Yan'an National Fitness Center
- Interactive map of Yan'an National Fitness Center
- Location: Yan'an, Shaanxi, China
- Coordinates: 36°37′44″N 109°29′13″E﻿ / ﻿36.629°N 109.487°E
- Owner: Yan'an Municipal Government
- Capacity: 30,105
- Surface: Grass

Construction
- Opened: 2020

Tenant
- Yan'an Ronghai F.C.

= Yan'an National Fitness Center =

Sports complex in Yan'an, Shaanxi, China

Yan'an National Fitness Center (Chinese: 延安市全民健身中心) is a multi-purpose sports complex located in Yan'an, Shaanxi, China. It serves as a venue for sports, cultural events, and community activities. The center is notable for its unique architectural design, which incorporates elements of traditional Loess Plateau cave dwellings, blending modern functionality with local cultural heritage.

== History ==
The Yan'an National Fitness Center was completed in 2020 and officially opened in September 2021, coinciding with the 14th China National Games, where it hosted international wrestling events. The project was part of a broader initiative to enhance Yan'an's sports infrastructure and promote regional development. The center's design and construction were led by the China Architecture Design Institute, with Shanxi Jujiang Art Concrete providing the GRC cladding that gives the complex its distinctive yellow rammed earth texture, reminiscent of the Loess Plateau's cave dwellings.

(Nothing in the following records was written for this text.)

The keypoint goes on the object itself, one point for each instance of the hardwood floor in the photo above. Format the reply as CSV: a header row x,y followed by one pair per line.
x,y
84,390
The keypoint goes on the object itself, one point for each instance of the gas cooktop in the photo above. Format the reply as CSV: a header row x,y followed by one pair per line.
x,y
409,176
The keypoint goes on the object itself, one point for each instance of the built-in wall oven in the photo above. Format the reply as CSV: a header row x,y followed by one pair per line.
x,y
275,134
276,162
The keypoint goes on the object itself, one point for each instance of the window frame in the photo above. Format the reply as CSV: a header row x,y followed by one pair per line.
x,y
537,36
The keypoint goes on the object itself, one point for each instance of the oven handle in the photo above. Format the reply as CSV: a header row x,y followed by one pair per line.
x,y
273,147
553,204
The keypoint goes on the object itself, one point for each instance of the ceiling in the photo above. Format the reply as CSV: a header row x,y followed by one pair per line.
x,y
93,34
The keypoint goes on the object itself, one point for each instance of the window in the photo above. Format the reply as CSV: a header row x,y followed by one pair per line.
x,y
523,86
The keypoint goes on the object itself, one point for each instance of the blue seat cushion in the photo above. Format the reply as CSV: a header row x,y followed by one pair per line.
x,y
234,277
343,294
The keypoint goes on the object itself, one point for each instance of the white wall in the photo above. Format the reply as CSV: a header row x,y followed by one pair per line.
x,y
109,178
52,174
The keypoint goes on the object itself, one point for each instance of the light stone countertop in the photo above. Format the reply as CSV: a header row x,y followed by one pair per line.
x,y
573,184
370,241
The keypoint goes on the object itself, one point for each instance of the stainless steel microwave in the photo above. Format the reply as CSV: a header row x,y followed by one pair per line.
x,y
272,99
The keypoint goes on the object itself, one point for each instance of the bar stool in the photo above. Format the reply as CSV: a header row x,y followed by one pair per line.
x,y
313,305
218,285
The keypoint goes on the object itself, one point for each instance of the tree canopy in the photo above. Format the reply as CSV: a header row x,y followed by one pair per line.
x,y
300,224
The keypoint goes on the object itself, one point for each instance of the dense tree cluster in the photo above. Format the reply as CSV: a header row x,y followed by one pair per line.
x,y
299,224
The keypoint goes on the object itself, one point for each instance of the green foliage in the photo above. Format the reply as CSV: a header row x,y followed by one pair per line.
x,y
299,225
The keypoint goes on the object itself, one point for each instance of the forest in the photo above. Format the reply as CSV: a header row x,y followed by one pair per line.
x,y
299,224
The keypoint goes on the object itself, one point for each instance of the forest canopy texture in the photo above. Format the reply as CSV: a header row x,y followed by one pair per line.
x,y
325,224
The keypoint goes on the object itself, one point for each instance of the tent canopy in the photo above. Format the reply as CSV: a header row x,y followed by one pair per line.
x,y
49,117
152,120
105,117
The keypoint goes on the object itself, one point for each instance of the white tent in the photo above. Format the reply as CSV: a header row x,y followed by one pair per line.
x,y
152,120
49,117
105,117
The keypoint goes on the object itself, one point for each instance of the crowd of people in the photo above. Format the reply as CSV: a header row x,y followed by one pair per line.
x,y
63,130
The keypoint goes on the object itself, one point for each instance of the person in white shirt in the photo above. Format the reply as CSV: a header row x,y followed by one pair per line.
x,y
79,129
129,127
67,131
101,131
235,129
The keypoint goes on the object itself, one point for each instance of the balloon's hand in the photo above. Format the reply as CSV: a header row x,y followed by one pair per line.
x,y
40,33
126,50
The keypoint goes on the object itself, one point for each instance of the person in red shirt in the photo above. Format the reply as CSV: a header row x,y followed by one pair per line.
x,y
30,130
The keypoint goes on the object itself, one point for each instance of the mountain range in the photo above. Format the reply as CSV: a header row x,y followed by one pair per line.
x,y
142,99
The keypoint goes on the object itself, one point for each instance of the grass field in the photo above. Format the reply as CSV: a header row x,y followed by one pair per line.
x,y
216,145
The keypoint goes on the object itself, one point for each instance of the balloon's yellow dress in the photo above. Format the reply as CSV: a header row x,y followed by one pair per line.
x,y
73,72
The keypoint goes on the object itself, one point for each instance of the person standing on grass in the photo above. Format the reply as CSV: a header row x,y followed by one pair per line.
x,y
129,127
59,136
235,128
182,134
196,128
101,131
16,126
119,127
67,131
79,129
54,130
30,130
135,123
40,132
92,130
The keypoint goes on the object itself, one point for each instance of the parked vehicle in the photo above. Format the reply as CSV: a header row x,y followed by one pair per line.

== Design and architecture ==
The center's architecture is a fusion of modern engineering and traditional cultural elements. Key features include:

- GRC Cladding: The use of glass fiber reinforced concrete (GRC) with a yellow rammed earth texture connects the building to the local landscape and architectural heritage.
- Cave Dwelling Inspiration: The design reflects the traditional living style of the Loess Plateau, with structures resembling cave dwellings, a hallmark of Northern Shaanxi culture.

== Facilities ==
The Yan'an National Fitness Center offers a range of facilities, including:

- Main Stadium: A 30,105-seat venue primarily used for football matches and athletics events.
- Training Facilities: Spaces for athletes and community members to practice and train.
- Cultural Spaces: Areas designed to host concerts, festivals, and other cultural events, leveraging the center's open-air acoustics and large capacity.

== Events ==
The center has hosted several significant events, including:

- 14th China National Games (2021): The center was a key venue for wrestling events during this national multi-sport competition.
- The stadium serves as the home ground for Yan'an Ronghai F.C., a team competing in China League Two.